How Many Copies of a Book are Sold, On Average?

Steve Laube recently posted an article on average book sales. The figures he posted are interesting and yet, most authors never sell that many books. Across 10 authors and 51 books, he came up with a figure of 12,455 copies. Someone else came up with a figure of 5,000 copies. Most of the one million books published in the United States each year will never sell more than 100 copies. Why the differences in numbers?

One thing we have to ask when trying to find the average is what we really mean by the average. As you are probably aware, there is more than one way to calculate an average. The most frequently used method is to calculate the mean. This is done by taking the total books sold and dividing by the number of titles. This is what Steve Laube did. But the mean has little meaning when a few books have very large numbers and the rest are smaller. For example, if we have three books with sales of 5,300, 7,000, and 1,000,000, the mean will be 337,433. We wouldn’t tell an author who has written a book that he will probably sell 300,000 books, based on those numbers. Steve Laube tried to get around the problem by removing the very high numbers and the very low numbers. The problem with that is that it is arbitrary to decide where the cutoff point is. Also, as so many industry professionals tend to do, by focusing only on the major publishers, Steve pretends that more than half a million books published in the United States don’t exist.

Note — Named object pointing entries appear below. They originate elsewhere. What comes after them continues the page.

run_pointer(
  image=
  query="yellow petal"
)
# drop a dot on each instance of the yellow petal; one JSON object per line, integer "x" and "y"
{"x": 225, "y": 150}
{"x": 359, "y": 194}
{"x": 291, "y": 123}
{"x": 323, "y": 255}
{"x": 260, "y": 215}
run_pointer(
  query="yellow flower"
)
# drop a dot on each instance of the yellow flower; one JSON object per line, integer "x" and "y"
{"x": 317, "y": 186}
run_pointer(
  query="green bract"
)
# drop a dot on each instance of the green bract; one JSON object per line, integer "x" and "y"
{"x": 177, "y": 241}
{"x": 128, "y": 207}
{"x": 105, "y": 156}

The median is a better method of calculating the average in a situation like this because it more accurately represents the typical case. That is usually what people are asking for when they ask about the average book sales. They realize there are some books that sell much larger numbers and some books that much smaller numbers. It eliminates the problem of the extremes because it finds a midpoint at which half the books sell less than the median and half sell more. Given the three books mentioned above, the median is 7,000. But here again, we have the question of whether we should include the half-million books that are selling less than 100 copies. If we do, our average is likely to come out at 100 copies per book, nowhere close to Steve Laube’s 10,000 or the other fellow’s 5,000.

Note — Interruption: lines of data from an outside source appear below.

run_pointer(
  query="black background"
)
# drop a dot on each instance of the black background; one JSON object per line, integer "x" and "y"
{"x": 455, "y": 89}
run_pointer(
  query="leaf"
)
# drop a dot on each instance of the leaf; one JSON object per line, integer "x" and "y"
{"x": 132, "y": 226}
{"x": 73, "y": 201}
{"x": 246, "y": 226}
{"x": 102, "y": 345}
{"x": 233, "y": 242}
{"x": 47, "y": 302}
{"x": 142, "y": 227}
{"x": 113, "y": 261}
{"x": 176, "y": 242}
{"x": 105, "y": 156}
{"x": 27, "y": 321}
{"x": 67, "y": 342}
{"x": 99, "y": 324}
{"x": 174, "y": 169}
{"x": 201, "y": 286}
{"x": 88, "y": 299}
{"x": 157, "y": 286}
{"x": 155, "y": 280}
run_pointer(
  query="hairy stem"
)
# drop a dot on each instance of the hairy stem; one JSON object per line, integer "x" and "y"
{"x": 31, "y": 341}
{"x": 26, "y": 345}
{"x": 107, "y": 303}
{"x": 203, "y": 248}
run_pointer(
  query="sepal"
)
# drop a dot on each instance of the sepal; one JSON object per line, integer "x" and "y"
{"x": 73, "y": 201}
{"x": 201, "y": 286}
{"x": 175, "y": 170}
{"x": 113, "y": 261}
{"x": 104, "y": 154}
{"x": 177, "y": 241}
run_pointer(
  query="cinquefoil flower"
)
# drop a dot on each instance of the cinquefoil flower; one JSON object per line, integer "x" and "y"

Industry professionals typically leave out the lower half-million because the vast majority of those books are self-published and poorly written. Industry professionals are going on the assumption that by the time a book makes it through the filtering process of obtaining an agent, publisher selection, and improved editing and marketing the book has a much better chance of success. They aren’t concerned about books they wouldn’t publish. For them, that makes sense, but the rest of us have to decide which books we should include in the average.

If you are considering self-publishing, there’s no doubt about it, you must include the half-million self-published books in your figures. While you may be convinced your book is better, you have no way of knowing, since you haven’t read all most of those books. But you can help yourself out by focusing only on those books that fall within your genre. Comparing a children’s book to a computer book is like comparing apples to oranges. But if you are seeking a publisher, don’t assume you can use Steve Laube’s numbers. Until you have a contract in hand, you will have to include the sale of all those people who also don’t have a contract. I don’t know what that number is, but I do know there are a lot of books that are sitting on the shelf and will never be published.

To say that this is complicated is an understatement. At best, we can compare our book to the books most similar to ours, though that is hard enough. But we can’t find a simple average number of books sold.

Comments

Thanks Tim... a good post but things like sales can de-motivate me sometimes.

Example:
"Most of the one million books published in the United States each year will never sell more than 100 copies."


If it takes me a year to write a book I know I am very unlikely to make a year's salary from self-publishing (and without factoring in the promo / time it takes to get your book noticed) But I guess like most creative 'hobbies' you just have to do it and the enjoyment comes from that - any income is a bonus .... least that's what I keep telling myself !!!

But also...
Amazon recently announced their eBook (Kindle) sales have for the first time eclipsed physical book sales... I guess with Apple and Google the only way is up !!